[Bio] / FigKernelScripts / get_families.pl Repository:
ViewVC logotype

View of /FigKernelScripts/get_families.pl

Parent Directory Parent Directory | Revision Log Revision Log


Revision 1.14 - (download) (as text) (annotate)
Tue Jul 22 18:32:04 2014 UTC (5 years, 4 months ago) by olson
Branch: MAIN
CVS Tags: rast_rel_2014_0912, HEAD
Changes since 1.13: +1 -0 lines
Clean up tempdir.

#
# This is a SAS Component
#


=head1 get_families

Generate protein families (of isofunctional homologs) using kmer technology.

------

Example:

    get_families -d Data.kmers -f Families/families -s Seqs.Fasta < genomes > families

This uses a Data.kmer directory built to support kmer_guts processing.
We suggest using the one in pubSEED (Global/Data.kmers).  The invocation causes a
set of "families" files to be generated in the existing Families directory.  They will all
be prefixed with the word "families.".  The final set of protein
families is written to STDOUT.

Seqs.Fasta is a directory that contains protein fasta files.  The file names
must be genome IDs.  Thus, it is assumed that 

    Seqs.Fasta/83333.1

would be the peg translations for E.coli (assuming that you wished E.coli
to be one of the genomes from which families get produced).
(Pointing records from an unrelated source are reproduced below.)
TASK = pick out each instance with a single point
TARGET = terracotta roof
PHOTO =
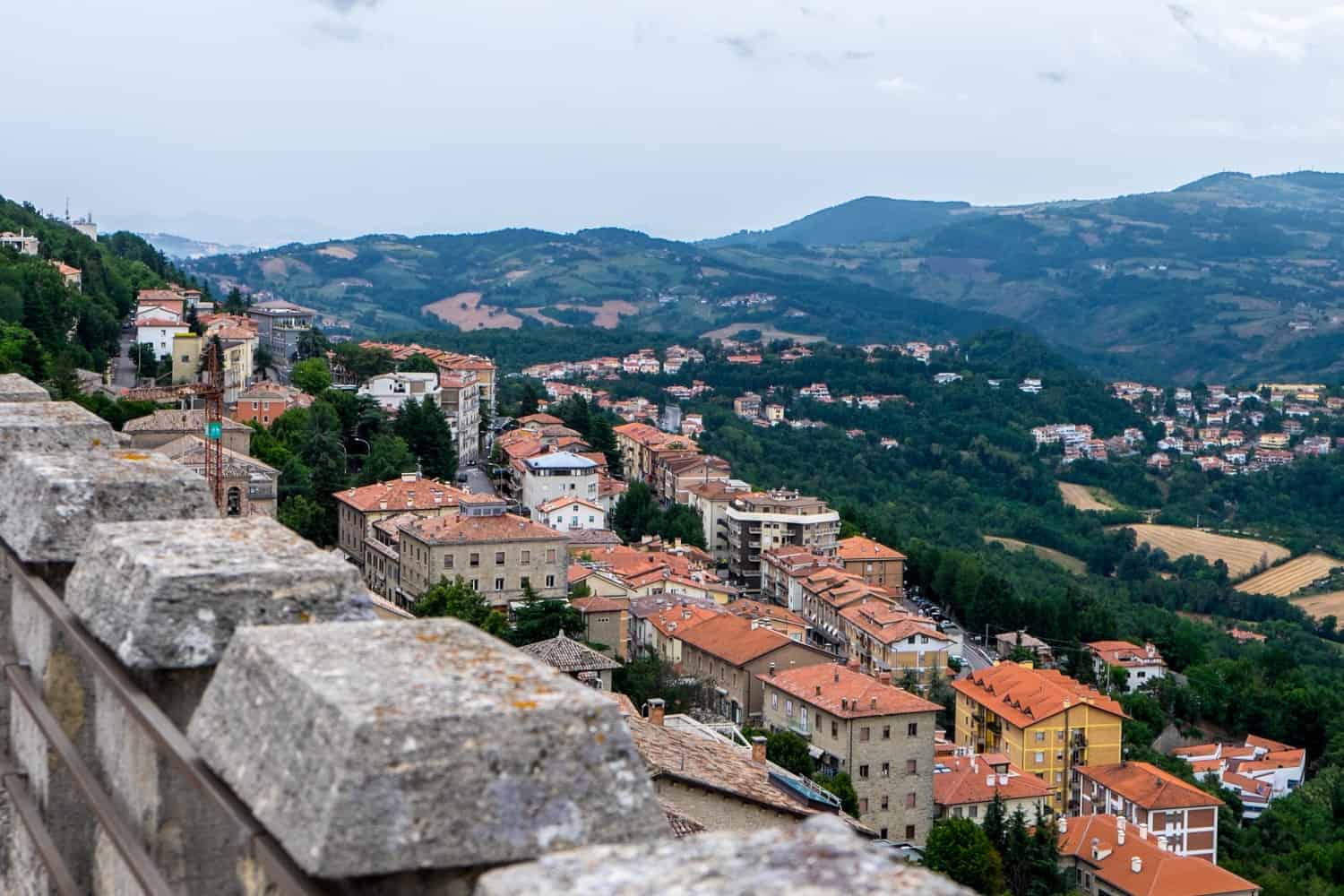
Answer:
(599, 603)
(401, 495)
(478, 530)
(749, 608)
(567, 654)
(736, 641)
(718, 764)
(846, 694)
(889, 624)
(862, 548)
(1148, 786)
(177, 422)
(1160, 874)
(967, 782)
(1026, 696)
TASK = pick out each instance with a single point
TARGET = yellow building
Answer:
(1045, 721)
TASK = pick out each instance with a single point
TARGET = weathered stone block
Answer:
(817, 857)
(51, 426)
(16, 389)
(54, 500)
(169, 595)
(382, 748)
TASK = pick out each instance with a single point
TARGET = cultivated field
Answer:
(465, 311)
(1292, 576)
(1238, 554)
(1322, 605)
(1058, 557)
(1085, 497)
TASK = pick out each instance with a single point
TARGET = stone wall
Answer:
(207, 705)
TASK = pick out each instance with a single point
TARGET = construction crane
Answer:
(211, 390)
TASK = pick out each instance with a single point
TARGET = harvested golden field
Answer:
(1086, 497)
(1322, 605)
(1238, 554)
(1058, 557)
(1292, 576)
(465, 311)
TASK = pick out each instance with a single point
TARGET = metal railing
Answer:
(257, 842)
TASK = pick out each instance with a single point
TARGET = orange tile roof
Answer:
(967, 782)
(401, 495)
(483, 530)
(1160, 874)
(846, 694)
(1148, 786)
(1026, 696)
(863, 548)
(736, 640)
The files in Seqs.Fasta used in constructing the families is determined
by the contents of STDIN (each input line contains just a genome ID to be included).
Each included genome must have a corresponding fasta file in Seqs.Fasta.

------

The standard input should be a file of genome IDs (an input line must end in
a genome ID (/\d+\.\d+$/)).  These will be the genomes from which families are constructed.

------

Now, let us summarize the steps used to generate the families.  We go through the following steps:

    1. the script get_families_1.pl runs all of the PEG translations from all of
       the genomes (specified in STDIN) through kmer_search, which uses kmers to attempt
       assignment of function.  Successfully called PEGs are written to tmp.$$.calls.  Those
       that were not assigned a function are written to tmp.$$.missed.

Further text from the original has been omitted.